Suppose you're the verifier. You know only the Merkle root. Someone else, the prover, has the whole tree and wants to convince you that item D is one of the leaves. How few hashes do they need to send you, and how can you check?
The answer is they send you a single sequence of hashes called a Merkle proof. For D in our 8-leaf tree, the proof is exactly three hashes: h(C), h(AB), and h(EF,GH).
The red solid nodes (h(C), h(AB), h(EF,GH)) are the proof: the sibling hashes that the verifier needs but cannot compute on their own. The red dashed nodes show what the verifier can compute themselves once they have D and the proof.
The verification:
- The verifier knows
D(the item being proved) and the root (already trusted). They receive the proof: three hashes. - They compute
h(D)themselves fromD. - They concatenate
h(C)from the proof with their ownh(D)and hash the result, producingh(CD). - They concatenate
h(AB)from the proof withh(CD)and hash again, producingh(AB,CD). - They concatenate
h(AB,CD)withh(EF,GH)from the proof and hash one more time, producing a value. - If that final value equals the root they already trusted,
Dis in the set. If it doesn't,Dis not in the set (or the proof is forged).
Three hashes from the prover, three hash operations on the verifier's side. The other five leaves and their hashes never appear. For a tree with 1,000 leaves, the proof would be 10 hashes. For a tree with one billion leaves, the proof would still only be 30 hashes. That logarithmic scaling is the entire trick.
The verifier doesn't need to trust the prover. The hash function is doing the trust work: if the prover sends a wrong sibling hash, the final computed value won't match the root, and the proof fails. If the prover lies about which item they're proving (claims D was in the set when it wasn't), they can't construct a sequence of hashes that mathematically rolls up to the trusted root without breaking the hash function itself.

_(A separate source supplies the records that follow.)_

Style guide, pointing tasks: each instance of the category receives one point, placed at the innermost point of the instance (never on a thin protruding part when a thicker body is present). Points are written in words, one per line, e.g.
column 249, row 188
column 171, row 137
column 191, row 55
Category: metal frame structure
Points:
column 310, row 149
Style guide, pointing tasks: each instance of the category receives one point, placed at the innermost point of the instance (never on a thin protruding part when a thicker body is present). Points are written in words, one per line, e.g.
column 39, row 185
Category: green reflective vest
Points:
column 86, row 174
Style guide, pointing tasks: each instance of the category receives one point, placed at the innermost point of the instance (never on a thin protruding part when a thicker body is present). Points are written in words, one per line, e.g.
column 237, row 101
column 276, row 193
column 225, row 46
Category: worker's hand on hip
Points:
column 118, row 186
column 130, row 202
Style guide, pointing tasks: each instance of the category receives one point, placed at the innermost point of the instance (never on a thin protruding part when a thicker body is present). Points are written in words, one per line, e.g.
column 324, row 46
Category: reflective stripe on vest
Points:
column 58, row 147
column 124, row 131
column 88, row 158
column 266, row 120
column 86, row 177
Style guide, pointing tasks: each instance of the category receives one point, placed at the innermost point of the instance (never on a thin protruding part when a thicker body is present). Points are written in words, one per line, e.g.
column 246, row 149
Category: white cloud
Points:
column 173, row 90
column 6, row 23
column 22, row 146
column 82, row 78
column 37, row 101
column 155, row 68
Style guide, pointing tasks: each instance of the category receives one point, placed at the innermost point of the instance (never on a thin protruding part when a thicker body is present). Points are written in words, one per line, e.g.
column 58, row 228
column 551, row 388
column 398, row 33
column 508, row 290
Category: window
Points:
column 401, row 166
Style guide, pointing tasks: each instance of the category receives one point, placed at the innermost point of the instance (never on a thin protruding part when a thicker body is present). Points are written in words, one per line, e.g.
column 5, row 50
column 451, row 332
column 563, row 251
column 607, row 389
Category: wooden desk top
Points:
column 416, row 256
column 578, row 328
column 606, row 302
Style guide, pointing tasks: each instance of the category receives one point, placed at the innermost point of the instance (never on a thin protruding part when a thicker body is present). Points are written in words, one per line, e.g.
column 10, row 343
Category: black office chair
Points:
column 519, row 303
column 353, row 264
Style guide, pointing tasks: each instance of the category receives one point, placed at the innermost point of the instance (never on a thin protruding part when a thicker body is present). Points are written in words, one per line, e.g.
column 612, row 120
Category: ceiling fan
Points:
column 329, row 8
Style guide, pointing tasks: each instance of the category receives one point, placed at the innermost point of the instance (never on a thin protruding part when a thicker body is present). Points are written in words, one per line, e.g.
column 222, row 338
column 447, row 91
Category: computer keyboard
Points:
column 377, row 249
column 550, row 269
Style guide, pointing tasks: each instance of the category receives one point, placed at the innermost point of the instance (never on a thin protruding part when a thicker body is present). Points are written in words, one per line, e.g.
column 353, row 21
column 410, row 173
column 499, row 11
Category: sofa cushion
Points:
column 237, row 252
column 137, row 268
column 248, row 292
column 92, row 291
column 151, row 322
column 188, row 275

Why this matters for blockchains
A blockchain is going to need a way to commit to large amounts of data, often thousands of items at a time, using a single short value. The reason is bandwidth and storage: not every participant in the network can afford to download everything. They need a way to ask "is my piece in there?" and get a cheap, verifiable yes-or-no answer.
The Merkle tree is exactly the structure that solves this. The chain summarises a large collection of data with a single root hash. Anyone who has that root can later be convinced that one specific item belongs to that collection, with a tiny proof that scales with the depth of the tree rather than the size of the collection. A thousand items, ten hashes to prove inclusion. A billion items, thirty hashes. The size of the proof grows almost not at all.
You don't need to memorise where exactly this shows up yet. The Bitcoin module will show you the first one: a single 32-byte value sitting inside every block that summarises every transaction inside it. From there, the same primitive turns up in cross-chain communication, in scaling protocols, in lightweight wallet designs, and in many other places the rest of the course will visit. The pattern to recognise: wherever a system needs to commit to a large set with a small hash and prove individual membership efficiently, there's a Merkle tree underneath.